The opera Carmen needs little introduction, but much can be said about how Minnesota Opera’s current production does things well. This classic femme fatale story is presented in Spain in the 1970s, when the Sexual Revolution first began to erode the edges of a conservative Catholicism previously enforced – sometimes brutally – by the repressive fascist regime of Generalissimo Franco. (The modern stereotype of sleazy Spanish men comes from just after this period.) This decision by director Michael Cavanagh heightens many tensions within the source material, and is a splendid excuse for a retrofabulous costume excursion. The music may be the same as normal, but the updated setting makes the characters much more relatable and heightens the already elevated emotional stakes.
Note: This review discusses the Vargas cast of MN Opera’s Carmen, performing May 8 and 9; Check back later for our review of the Sourouzian cast, performing May 7 and 10.
One of the ways that these changes manifest is by emphasizing the agency exercised by the female principles. Carmen (former MN Opera Resident Artist Victoria Vargas, making a welcome return to the Ordway) and her gal pals Frasquita (Siena Forest) and Mercédès (Bergen Baker) become the dominant members of the smugglers’ quintet, and, in Heidi Spesard-Noble’s choreography, drive many of the plot elements. Don José (an excellent Cooper Nolan)’s obsession with Carmen lands in an even darker shadow than normal, with his repeated refusals to take no for an answer coming across as a combination of entitlement and imposed social values. That these beats resonated well with the audience was evidenced by frequent gasps and applause at the reviewed performance.
For opera fans, any performance review of Carmen must answer a few questions, to whit:
- Victoria Vargas’s rendition of the “Habanera” was habanera jalapena calienta (Havana jalapeno hot).
- Her “Près des ramparts de Séville” was más caliente (even hotter), with teasing and heart-stealing lilts of her lustrous mezzo voice.
- Richard Ollarsaba (as toreador Escamillo) visually and aurally lives up to his barihunk reputation.
- If hearts could melt from beautiful musical pleas in this story, Cooper Nolan would have walked off happily into the sunrise after singing “La fleur que tu m’avais jetée”.

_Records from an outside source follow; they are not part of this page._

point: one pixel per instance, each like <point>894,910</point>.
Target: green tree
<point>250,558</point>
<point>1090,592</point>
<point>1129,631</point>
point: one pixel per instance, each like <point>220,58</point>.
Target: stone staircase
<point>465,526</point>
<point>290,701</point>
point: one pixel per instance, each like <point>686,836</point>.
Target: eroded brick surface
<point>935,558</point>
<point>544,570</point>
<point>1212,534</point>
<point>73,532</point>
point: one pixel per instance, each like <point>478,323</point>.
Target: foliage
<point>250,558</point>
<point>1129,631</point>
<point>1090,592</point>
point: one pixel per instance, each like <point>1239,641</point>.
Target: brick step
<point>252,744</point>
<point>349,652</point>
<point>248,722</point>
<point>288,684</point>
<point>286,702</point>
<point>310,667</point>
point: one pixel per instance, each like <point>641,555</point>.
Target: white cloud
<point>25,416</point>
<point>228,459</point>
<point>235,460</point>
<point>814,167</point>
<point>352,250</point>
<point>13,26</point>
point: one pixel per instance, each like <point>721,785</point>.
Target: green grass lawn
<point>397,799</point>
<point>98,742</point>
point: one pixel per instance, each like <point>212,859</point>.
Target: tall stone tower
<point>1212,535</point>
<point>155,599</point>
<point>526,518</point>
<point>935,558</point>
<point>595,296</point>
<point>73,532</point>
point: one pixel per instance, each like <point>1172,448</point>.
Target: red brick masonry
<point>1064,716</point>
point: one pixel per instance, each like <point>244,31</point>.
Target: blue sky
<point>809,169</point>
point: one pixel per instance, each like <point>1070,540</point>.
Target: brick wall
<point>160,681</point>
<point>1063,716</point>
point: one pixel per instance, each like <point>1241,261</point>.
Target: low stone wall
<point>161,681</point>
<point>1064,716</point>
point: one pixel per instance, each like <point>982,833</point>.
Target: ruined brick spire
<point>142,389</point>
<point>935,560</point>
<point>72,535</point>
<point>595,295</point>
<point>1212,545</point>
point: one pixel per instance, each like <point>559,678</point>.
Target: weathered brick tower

Through intent or happenstance, casting Shannon Prickett (as Don José’s initial love interest, Micaëla) opposite Victoria Vargas’s Carmen works very well, with their similar complexions and facial features putting an extra twist on that love triangle. Carmen’s partners in crime, played by Siena Forest and Bergen Baker, are frequently eye-catching, ear-catching, and engaging (the trio’s choreography is also excitingly eyebrow-raising). The orchestra at the reviewed performance was tightly led by Aaron Breid, who injected an extra bounce into several scenes to propel the dancing along. Jessica Jahn’s period costumes are eye-catching and attractive, while the stark Modernist surfaces of Erhard Rom’s offset well the onstage heat. The final stabbing scene, set against a backdrop of crowds at the back of a stadium with flower petals raining down, is an especially arresting image to end the evening.